In order for this all to take place, you must be using an SPFILE as this is the only way Oracle can dynamically make all these changes happen. Also, note that SGA_TARGET is the sum of all parameters that make up the SGA, not just the parameters it controls, so you must take those components it does not control into consideration when you give a value for SGA_TARGET.
Stepping through Letting Oracle Take Control

There is really nothing to switching into automatic shared memory tuning. You only need to set the SGA_TARGET parameter.

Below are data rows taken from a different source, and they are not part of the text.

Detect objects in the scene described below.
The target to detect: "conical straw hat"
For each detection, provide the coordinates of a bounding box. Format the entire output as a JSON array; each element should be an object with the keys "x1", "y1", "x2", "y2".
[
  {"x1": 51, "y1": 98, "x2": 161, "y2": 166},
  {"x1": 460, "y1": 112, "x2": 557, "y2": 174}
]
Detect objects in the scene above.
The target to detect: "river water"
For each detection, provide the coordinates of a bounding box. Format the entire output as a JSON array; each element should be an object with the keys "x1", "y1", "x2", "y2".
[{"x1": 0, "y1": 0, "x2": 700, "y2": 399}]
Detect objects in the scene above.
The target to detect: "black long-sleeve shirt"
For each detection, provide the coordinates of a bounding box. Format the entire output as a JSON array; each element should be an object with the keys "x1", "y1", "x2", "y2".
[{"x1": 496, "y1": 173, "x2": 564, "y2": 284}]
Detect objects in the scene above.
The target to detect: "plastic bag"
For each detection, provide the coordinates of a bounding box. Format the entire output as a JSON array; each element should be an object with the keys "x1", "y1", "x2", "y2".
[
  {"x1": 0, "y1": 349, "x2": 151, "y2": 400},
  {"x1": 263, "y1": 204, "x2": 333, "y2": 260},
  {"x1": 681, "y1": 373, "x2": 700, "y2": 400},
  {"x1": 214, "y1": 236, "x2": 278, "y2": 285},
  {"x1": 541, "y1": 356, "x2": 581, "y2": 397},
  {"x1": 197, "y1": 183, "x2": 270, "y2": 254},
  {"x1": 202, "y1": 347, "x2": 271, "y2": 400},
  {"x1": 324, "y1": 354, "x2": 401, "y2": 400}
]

1. Take a look and see if you are already in automated sizing of SGA

SQL> show parameter sga_target
NAME                                 TYPE        VALUE
------------------------------------ ----------- --------
sga_target                           big integer 0

2. Alter system to begin automated sizing of SGA

SQL> alter system set sga_target=2G;
System altered.

Switching over to the Automatic Shared Memory Tuning is as easy as setting an initialization parameter. How this will behave under load is yet to be determined but since these numbers are driven by the various advisories and I am mostly happy with them as individual components, I see no reason not to venture down the path of having Oracle automatically size my SGA. Of course, as always, in a test environment first. I would suggest you take a snapshot of your initialization parameters before letting Oracle take control and then compare the end settings that Oracle has implemented. It is always easy to switch back, just reset the SGA_TARGET parameter and set the individual components back to their original values.